Не веря глазам и ушам, по поощрительным возгласам Бердыш догадался: большинство за призыв Кольцова, вернее, его — Стёпину — приманку. Это была победа. Выгорело!
Вечерело, когда взбудораженные стрельцы увидали ползучее тучево. Сглотнув холмик, заколыхалось по всей шири пустоплесья: сверкливое, брянчливое, разномастное, многоголосое. Стрельцы было за ружья, но выступивший вперёд ладный конник одним взбросом руки упредил бесполезные стрельбы…
— Мил сокол, батюшка Степан Ермилыч! — восторгнулся Стрешнев. Дотоле тревожно щурившийся на казачью течь, он скинул с плеча тяжёлую аркебузу, перекрестился. — Неужто прокатило?
— Не катит у дураков и мертвяков, — отозвался Бердыш. — А меж казаков горячих голов полно, да нема дурных, а мертвяков в седле не держат…
Городской голова этакому обороту до того развеселился, что вопреки тайному наказу поостерёгся разоружать станичников и, тем более, лишать их боевых трофеев. На первых порах. А что? — мудро: изначальная неучтивость власти могла на корню подрубить хлипкое доверие сумасбродных повольников…
Затемно закатили гулево, какого местная застава дотоле не ведала. Вино лилось из бочонков и кадок, сулей и братин. Порядком захмелев, Нечай Шацкой густо затянул песню, быстро подхваченную окосевшей братией:
— Ну, вот, теперь моя стрелка на Астрахань вильнула, — сообщил совершенно трезвый Степан ночью.

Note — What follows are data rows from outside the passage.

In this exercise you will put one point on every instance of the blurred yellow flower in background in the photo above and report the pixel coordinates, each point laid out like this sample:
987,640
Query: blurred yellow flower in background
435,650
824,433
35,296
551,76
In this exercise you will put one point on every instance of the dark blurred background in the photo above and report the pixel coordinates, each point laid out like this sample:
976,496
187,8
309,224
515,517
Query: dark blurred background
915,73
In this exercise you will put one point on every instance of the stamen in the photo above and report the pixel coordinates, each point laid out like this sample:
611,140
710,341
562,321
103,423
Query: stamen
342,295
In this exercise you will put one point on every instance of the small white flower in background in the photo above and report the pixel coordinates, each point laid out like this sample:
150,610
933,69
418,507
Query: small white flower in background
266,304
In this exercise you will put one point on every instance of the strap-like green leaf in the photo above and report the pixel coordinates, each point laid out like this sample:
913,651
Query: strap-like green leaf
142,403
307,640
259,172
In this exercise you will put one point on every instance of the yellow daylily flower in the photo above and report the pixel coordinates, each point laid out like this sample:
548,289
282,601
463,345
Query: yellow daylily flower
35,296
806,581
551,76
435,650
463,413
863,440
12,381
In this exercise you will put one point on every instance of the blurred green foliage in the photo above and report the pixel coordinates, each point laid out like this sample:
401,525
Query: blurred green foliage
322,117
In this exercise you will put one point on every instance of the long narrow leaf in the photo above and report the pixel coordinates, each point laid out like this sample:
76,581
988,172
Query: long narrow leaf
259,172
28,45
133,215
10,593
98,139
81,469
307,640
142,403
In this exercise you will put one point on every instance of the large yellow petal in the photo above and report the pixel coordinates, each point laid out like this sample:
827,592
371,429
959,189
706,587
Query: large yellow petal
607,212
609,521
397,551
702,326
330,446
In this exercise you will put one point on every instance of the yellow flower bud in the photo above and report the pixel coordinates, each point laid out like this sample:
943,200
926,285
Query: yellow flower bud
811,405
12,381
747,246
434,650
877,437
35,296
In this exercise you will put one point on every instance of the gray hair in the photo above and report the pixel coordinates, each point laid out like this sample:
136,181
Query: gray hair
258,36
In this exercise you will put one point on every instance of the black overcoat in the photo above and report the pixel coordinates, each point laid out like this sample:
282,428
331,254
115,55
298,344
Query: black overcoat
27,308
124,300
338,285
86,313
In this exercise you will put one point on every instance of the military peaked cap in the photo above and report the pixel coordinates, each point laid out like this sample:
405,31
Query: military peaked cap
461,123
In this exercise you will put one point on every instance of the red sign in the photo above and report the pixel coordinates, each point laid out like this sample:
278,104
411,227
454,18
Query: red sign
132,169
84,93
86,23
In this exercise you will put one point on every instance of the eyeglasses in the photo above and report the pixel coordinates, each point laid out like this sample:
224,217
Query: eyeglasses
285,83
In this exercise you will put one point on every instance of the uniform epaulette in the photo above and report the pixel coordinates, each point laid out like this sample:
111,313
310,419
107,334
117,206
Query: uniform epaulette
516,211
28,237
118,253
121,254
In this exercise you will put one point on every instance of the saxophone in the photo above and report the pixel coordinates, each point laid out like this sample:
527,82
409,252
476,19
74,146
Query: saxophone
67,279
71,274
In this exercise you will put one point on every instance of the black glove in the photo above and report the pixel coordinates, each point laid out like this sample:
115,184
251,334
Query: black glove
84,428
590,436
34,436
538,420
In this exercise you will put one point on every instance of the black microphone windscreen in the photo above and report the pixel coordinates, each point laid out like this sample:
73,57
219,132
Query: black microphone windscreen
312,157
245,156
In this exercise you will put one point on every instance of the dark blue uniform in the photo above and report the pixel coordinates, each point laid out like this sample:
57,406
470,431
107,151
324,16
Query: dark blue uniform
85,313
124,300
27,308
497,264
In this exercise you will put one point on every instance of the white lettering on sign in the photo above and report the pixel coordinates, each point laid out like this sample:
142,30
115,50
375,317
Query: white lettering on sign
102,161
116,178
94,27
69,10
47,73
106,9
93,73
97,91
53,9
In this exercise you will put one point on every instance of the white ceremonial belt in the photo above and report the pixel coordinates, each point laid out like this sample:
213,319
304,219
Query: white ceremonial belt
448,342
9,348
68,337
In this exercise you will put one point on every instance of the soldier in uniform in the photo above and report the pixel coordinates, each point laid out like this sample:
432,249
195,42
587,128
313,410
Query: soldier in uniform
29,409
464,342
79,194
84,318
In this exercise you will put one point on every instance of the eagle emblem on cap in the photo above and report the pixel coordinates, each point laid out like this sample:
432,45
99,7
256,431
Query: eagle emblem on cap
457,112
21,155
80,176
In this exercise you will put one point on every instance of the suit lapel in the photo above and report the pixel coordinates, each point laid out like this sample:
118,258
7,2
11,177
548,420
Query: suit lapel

— Почто такой спех? — изумился Стрешнев, также не запьяневши.
— То стезя моя, самому непонятная. Чую, там след мне быть. Да вот тоже и добрую горсть станичников воеводе Лобанову доставить пора б. Кому, как не мне, сиротине бездельному?
Больше половины казаков погрузились на струги, частью — служилые. Средь них были сплошь бессемейные: Барабоша, Иванко Дуда, Шацкой, Ермак Петров, Кузя, Зея, Якуня — одни добровольцы. Степана слегка удивил такой подбор охотников. Завзятые ушкуйники, которым казацкая вольница — и дух святой, и брага хмельная. Но выгадывать и медлить не приходилось. Снег зарядил жёстко. Пора. Того и гляди, выкатит конец дороги сухопутьем — по льду…
Богдашко Барабоша
Казаки редко выступали верхами. Главным средством их передвижения являлись струги, по старому — ушкуи. Были среди них и, можно сказать, потомственные ушкуйники, никакую скотину, кроме диколесной и рыбы, не признававшие. Эти зараз могли орудовать саблей, пикой, луком и самопалом.